Je me suis réveillée tôt, pour satisfaire mes pulsions d’écriture. Sur mon vélo miniature, je me promène dans la ville, émerveillée de passer sous la célèbre porte de Brandebourg sans l’ombre d’un seul touriste, de pouvoir admirer les restes du Mur sur fond de pépiements d’oiseaux. Je suis toute seule dans la ville immense. L’une des plus grandes villes d’Europe, étirée comme une gigantesque pâte à tarte, qui fait huit fois la taille de Paris…

En remontant du quartier de Mitte vers celui de Kreuzberg, on passe devant non loin du Reichstag, du Mur, de Checkpoint Charlie, de la porte de Brandebourg. Tous ces lieux hautement touristiques sont généralement, au mois de mai, saturés de cars de touristes et de marchands de cochonneries en plastique à la sauvette. Mais pas à 5h30 du matin… C’est là que ces endroits de la ville reprennent leur dimension historique et leur poésie. Dans la lumière rose de l’aube.
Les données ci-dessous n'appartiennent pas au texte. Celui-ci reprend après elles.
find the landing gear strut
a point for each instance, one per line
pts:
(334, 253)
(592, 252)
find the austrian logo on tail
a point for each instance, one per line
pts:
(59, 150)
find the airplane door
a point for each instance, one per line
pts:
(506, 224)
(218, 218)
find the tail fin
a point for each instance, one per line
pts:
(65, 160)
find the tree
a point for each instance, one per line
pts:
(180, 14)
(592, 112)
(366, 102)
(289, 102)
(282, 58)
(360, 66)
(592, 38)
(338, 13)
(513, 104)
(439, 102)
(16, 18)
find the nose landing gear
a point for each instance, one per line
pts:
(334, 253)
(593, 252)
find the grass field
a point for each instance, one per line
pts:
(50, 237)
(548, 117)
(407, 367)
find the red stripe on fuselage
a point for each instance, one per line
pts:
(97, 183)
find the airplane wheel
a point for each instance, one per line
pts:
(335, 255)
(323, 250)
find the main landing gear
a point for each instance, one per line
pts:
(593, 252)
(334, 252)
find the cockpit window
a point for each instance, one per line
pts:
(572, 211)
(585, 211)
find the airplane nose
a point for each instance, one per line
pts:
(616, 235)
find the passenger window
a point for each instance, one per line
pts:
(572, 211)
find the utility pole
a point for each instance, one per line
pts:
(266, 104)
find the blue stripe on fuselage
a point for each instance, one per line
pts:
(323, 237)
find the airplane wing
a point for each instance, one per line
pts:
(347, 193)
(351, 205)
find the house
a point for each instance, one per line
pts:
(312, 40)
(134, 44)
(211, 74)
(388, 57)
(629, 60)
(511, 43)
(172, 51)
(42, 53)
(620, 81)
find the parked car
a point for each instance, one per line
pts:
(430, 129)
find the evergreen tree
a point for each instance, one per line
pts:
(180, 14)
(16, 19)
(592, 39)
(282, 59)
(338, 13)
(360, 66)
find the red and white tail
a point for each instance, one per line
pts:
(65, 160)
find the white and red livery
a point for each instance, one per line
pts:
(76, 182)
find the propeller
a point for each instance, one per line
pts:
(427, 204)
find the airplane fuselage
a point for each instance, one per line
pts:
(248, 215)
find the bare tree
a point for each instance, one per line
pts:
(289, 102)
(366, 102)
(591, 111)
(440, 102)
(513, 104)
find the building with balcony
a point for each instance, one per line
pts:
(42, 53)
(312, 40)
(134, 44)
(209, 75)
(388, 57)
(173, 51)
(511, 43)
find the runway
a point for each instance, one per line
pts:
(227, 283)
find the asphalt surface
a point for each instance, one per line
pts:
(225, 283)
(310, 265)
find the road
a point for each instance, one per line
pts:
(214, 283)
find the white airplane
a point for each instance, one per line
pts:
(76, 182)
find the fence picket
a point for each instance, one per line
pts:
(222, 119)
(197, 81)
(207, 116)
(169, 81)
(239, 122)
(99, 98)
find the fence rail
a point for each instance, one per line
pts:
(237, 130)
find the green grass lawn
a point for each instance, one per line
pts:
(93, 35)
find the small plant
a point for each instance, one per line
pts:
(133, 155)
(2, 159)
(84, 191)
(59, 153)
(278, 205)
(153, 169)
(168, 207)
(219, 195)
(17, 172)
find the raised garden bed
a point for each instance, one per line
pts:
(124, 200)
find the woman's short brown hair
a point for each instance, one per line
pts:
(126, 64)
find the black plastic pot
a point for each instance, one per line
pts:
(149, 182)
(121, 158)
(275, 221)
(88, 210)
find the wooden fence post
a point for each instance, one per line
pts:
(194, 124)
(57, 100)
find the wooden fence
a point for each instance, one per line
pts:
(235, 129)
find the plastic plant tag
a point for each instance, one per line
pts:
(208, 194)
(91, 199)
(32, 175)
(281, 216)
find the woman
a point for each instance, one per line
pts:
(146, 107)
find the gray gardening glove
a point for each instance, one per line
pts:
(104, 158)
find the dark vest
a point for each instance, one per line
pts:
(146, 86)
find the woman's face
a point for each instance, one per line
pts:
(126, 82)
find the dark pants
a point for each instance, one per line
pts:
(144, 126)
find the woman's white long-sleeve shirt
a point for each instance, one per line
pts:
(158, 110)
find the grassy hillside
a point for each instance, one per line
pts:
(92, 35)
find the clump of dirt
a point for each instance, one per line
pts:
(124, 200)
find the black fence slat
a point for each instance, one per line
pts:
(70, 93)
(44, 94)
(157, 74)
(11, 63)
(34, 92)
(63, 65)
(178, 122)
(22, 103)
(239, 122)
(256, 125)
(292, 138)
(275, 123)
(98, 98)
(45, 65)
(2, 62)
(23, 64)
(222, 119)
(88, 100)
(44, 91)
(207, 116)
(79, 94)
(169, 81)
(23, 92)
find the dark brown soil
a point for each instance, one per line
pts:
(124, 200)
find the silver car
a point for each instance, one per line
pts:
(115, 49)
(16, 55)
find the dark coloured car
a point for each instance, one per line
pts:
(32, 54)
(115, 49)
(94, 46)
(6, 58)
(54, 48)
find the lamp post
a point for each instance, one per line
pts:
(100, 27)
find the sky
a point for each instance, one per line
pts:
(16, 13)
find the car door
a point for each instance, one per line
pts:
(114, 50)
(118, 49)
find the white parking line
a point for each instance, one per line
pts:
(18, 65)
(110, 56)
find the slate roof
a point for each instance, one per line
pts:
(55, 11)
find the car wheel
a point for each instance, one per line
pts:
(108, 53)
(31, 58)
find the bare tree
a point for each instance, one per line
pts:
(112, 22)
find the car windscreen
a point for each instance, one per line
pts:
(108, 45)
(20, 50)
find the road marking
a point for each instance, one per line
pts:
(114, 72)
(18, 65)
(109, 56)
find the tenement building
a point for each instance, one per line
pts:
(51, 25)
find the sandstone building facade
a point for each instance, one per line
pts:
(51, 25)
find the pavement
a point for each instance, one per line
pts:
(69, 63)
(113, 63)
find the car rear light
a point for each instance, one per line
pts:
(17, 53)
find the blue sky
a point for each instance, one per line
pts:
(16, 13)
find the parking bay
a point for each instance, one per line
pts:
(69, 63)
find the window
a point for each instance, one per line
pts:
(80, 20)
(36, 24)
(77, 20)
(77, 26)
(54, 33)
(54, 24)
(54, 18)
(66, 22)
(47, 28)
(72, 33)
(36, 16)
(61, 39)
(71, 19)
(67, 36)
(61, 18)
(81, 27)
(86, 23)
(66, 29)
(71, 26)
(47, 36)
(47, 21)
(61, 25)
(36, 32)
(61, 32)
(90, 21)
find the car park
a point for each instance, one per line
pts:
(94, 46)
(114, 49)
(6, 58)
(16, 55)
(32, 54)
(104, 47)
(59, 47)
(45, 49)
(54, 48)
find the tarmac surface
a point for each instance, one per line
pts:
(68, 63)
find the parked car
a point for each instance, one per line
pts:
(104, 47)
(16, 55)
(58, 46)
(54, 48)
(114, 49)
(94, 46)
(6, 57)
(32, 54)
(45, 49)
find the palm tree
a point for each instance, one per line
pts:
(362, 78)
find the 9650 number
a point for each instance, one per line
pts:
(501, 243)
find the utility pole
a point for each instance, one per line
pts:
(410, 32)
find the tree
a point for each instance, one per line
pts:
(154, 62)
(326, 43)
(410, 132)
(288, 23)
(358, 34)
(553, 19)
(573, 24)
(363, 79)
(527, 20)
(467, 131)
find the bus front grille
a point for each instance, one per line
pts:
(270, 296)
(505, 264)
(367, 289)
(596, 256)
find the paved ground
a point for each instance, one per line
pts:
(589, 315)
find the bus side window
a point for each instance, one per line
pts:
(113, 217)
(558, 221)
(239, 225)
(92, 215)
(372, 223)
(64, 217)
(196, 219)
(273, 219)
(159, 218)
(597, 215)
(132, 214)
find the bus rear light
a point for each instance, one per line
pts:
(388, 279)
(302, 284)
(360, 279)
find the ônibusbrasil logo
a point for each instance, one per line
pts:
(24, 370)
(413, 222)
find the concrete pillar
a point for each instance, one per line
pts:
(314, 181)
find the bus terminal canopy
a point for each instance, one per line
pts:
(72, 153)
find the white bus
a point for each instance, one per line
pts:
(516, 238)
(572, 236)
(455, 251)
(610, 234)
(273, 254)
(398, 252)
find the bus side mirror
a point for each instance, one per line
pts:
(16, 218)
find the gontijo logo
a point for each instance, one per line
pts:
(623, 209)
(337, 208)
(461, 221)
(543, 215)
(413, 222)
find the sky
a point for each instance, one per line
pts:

Je pédale tranquillement, je sifflote, prenant des photos à la volée avec mon téléphone portable, pour garder une trace intime de ce silence urbain. Et puis tout à coup, j’aperçois un parking désert où ne sont garées que des Trabant, ces petites voitures fabriquées pour l’Allemagne de l’Est au temps du Mur de Berlin. Il s’agit du point de départ et de location du Trabi-Safari, une visite de guidée que les touristes effectuent au volant d’une de ces petites voitures. C’est évidemment un peu kitsch, un peu nul, et cela participe à l' »Ostalgie », cette tendance à exploiter les attributs culturels de l’ex-RDA pour en faire des objets de consommation purs. L’Ostalgie est une tendance qui a été fortement soutenue par le succès (mérité tout de même) du film Goodbye Lenin.

Mais là, baignant dans l’aube tiède de printemps, toutes enveloppées de cette lumière mystérieuse, les petites Trabis avaient l’air désolé. Comme abandonnées par les touristes ingrats, sur leur place de parking. Si les voitures n’avaient pas été peintes dans des couleurs improbables, si elles n’avaient pas porté le logo « Trabi-Safari », on se serait cru en RDA. Quand les Trabants étaient les seules voitures autorisées à rouler dans le pays, et que les rues étaient vides. Vides de joie populaire, vides de liberté. Je les ai prises en photo pour vous les montrer : n’ont-elle pas l’air triste?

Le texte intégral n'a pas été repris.